In very general term, a token can be seen as a word. Every sentence consists of different words, from a technical point of view we call them tokens. However, that is not all there is to a sentence, there is punctuation, too, and maybe a number, an emoticon, a line break etc. All these are tokens, too. Wikipedia describes a token as "… a structure representating a lexeme that explicitly indicates its categorization for the purpose of parsing." Even though this approach is very technical, it also gives an insight into the problem we faced when tokenizing the SMS corpus. One of the basic question when creating a corpus is: which entities might a linguistic researcher be looking for? Splitting a sentence into tokens is one step that has to be performed when creating these entities.

A out-of-the-box tokenizer, as they exist in computational linguistics, identifies every punctuation as a token, because they are normally found between words and separated by spaces and are used to separate clauses. The combination ; - ) would thus consist of three tokens, a semicolon, a dash and a round closing bracket. However, in SMS research, these three characters should not be considered as individual tokens of punctuation but as a single token that forms an emoticon. In this situation, three characters that would normally be considered as individual tokens have to be pulled together to form a unity. A similar situation can be found in ordinary French spelling, where pomme de terre ('apple from the soil', i.e. 'potato') should not be considered as three, but rather as one token. But we might also find the opposite problem, e.g. with clitic forms: from a syntactic point of view Swiss German, hani ('have I') should be interpreted as two tokens: han and i even though they are not separated by any character.

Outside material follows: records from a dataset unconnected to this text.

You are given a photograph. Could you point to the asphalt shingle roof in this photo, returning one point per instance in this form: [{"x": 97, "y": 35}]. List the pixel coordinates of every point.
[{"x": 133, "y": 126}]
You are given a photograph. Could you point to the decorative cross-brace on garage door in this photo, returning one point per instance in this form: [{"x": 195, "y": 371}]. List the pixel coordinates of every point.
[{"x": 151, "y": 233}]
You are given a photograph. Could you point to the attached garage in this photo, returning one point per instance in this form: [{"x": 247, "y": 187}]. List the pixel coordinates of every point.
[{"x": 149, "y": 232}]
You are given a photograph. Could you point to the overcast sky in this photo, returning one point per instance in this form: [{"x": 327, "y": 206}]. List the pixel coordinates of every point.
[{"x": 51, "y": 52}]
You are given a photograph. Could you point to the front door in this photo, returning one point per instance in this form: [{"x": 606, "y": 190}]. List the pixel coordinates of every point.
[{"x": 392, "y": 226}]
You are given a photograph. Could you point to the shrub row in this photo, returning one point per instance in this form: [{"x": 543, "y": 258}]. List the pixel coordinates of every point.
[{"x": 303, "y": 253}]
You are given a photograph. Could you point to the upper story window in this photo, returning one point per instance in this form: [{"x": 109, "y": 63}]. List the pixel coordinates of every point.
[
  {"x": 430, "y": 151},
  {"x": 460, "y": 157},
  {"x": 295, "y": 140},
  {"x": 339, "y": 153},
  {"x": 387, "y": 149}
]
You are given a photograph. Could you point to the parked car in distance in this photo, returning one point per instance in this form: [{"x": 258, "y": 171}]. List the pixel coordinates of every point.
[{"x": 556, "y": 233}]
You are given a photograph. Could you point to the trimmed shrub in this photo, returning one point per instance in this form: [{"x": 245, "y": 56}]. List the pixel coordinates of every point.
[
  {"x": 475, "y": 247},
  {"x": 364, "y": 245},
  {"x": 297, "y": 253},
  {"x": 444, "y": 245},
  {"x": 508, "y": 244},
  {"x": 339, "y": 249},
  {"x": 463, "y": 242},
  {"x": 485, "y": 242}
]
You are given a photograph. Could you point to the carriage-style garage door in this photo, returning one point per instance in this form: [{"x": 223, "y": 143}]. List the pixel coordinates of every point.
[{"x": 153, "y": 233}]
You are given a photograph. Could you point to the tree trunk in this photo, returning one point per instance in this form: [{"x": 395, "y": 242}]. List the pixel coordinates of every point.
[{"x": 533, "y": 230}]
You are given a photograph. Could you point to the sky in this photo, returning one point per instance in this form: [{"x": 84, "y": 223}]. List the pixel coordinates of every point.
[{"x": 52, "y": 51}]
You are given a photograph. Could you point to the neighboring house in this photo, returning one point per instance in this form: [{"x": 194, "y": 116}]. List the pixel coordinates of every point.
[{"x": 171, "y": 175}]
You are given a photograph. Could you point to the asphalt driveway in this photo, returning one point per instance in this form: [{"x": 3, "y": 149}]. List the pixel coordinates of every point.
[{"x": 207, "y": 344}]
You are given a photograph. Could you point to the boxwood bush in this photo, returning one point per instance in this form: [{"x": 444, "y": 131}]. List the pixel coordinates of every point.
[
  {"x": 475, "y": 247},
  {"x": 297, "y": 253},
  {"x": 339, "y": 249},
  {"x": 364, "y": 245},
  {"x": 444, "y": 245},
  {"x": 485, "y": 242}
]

When tokenizing the SMS corpus, an ordinary tokenizer, as it is used in computational linguistics, was applied to the data with special rules, e.g. for emoticons. In a second step, the student helpers (while performing other tasks) checked all the tokens and marked them for correction where applicable. Please consider the following examples to illustrate the rules applied:

Language	automatic tokenization	corrected to	Translation
French	[jsuis]	[je][suis]	I am
French	[ajourd'][hui]	[ajourd'hui]	today
all	[n][8]	[n8]	night
Romansh	bn	[Buna][notg]	good night

Please consult Ruef/Ueberwasser (2013) in the bibliography for more information about the technical steps of the tokenization.